Clinical, Featured, Professional Advice / Opinions:

The Challenges of Pediatric Clinical Drug Trials and Drug Product Labeling

By: Shannon Tellier, Associate Student Editor

The disease burden in children outweighs the number of pediatric clinical drug trials currently being conducted.  The lack of data in pediatrics leads to drugs being used off-label and without sufficient knowledge of doses, tolerability, and efficacy.  In 1975, only 22% of products in the electronic Physicians’ Desk Reference had pediatric labeling, which increased to 46% in 2009.1  Even though there has been an increase in the last three decades, the large number of medications without pediatric labeling could lead to detrimental effects in children.  This deficiency in pediatric clinical drug trials is due to many factors: lack of financing, as well as legal and ethical problems.
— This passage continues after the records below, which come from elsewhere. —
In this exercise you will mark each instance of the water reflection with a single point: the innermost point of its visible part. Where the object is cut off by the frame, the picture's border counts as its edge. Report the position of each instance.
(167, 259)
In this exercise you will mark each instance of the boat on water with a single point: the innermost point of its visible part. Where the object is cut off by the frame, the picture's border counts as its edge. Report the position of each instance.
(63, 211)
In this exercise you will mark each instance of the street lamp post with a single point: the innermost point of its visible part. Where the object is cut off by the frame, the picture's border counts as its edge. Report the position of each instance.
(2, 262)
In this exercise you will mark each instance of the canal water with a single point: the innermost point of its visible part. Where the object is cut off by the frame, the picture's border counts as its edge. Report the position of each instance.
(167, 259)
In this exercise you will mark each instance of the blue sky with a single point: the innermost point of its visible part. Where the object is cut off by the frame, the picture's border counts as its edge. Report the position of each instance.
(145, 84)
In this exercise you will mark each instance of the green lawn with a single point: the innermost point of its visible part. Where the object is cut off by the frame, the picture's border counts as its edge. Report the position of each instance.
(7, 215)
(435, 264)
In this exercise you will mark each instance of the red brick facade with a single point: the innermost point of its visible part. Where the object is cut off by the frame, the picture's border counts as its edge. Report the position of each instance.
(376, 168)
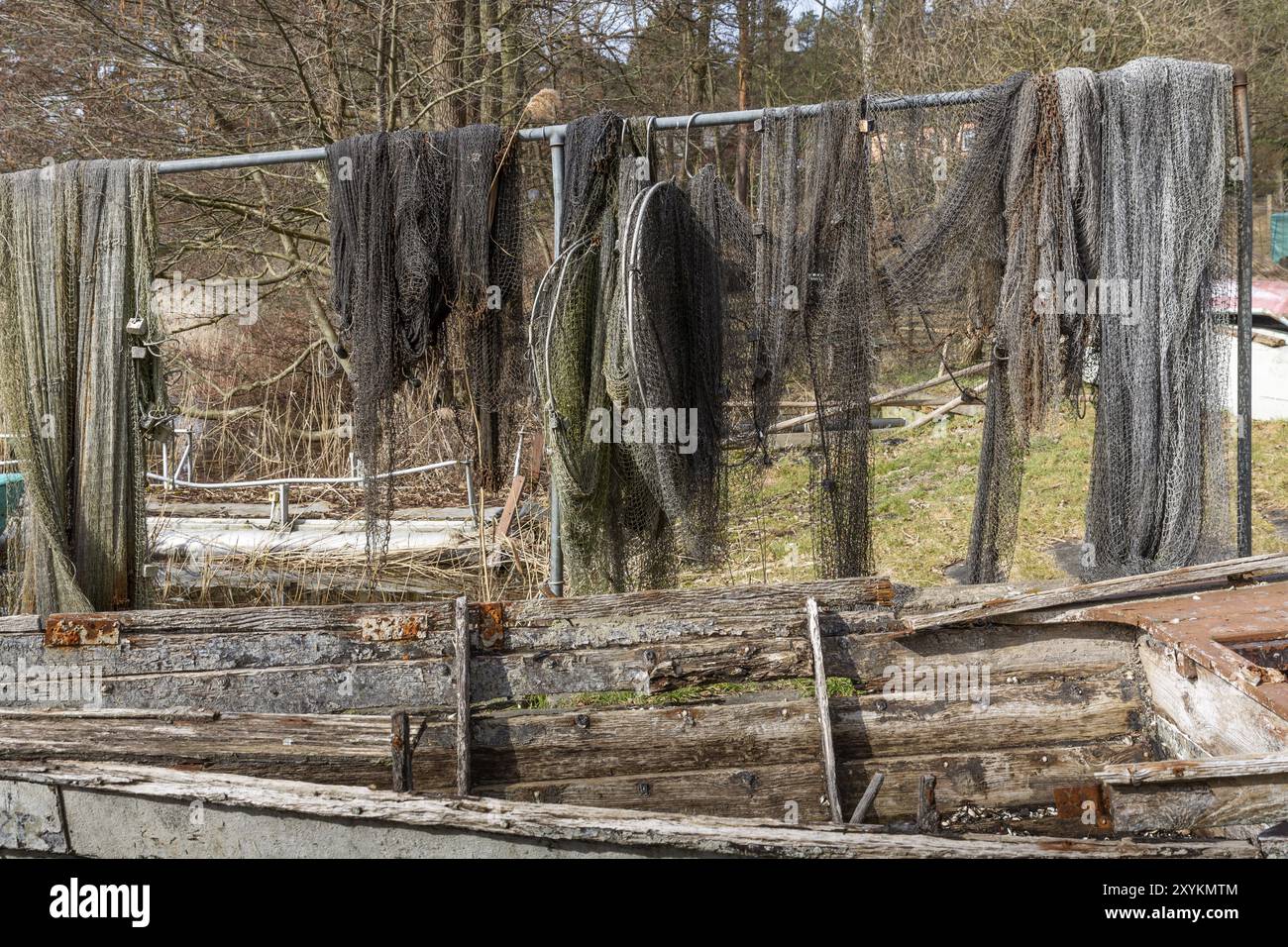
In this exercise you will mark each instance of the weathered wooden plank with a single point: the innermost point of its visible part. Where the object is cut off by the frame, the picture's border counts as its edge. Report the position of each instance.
(20, 624)
(462, 673)
(870, 795)
(1215, 716)
(343, 810)
(400, 748)
(1134, 586)
(1196, 771)
(535, 746)
(927, 808)
(1001, 779)
(824, 714)
(833, 594)
(842, 594)
(1189, 804)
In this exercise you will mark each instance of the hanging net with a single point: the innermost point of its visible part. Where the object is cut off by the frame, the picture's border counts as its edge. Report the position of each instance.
(812, 305)
(425, 258)
(1056, 227)
(81, 382)
(627, 341)
(1159, 484)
Since most of the currently available medications do not include pediatric labeling, healthcare professionals face difficult decisions.  The two options include (1) not treating children with potentially beneficial medications or (2) extrapolating doses of medications from adult trials.  The former raises an ethical question and the latter is dangerous because the pharmacokinetic, pharmacodynamic, and toxic properties of drugs in children are quite different from adults.  These extensive differences could lead to dosing errors and adverse events in the pediatric population.

Even though the information gained from pediatric clinical drug trials is extremely valuable, conducting these trials is difficult.  Finding parents willing to enroll their child in a trial is one of the biggest hurdles.  Many parents are hesitant because of the fear of hurting their children by subjecting them to treatment that may not provide immediate benefit.  The idea of their child receiving a placebo also turns parents off.  It becomes easier to recruit children in trials studying potentially lethal illnesses, particularly where current therapies are unsatisfactory.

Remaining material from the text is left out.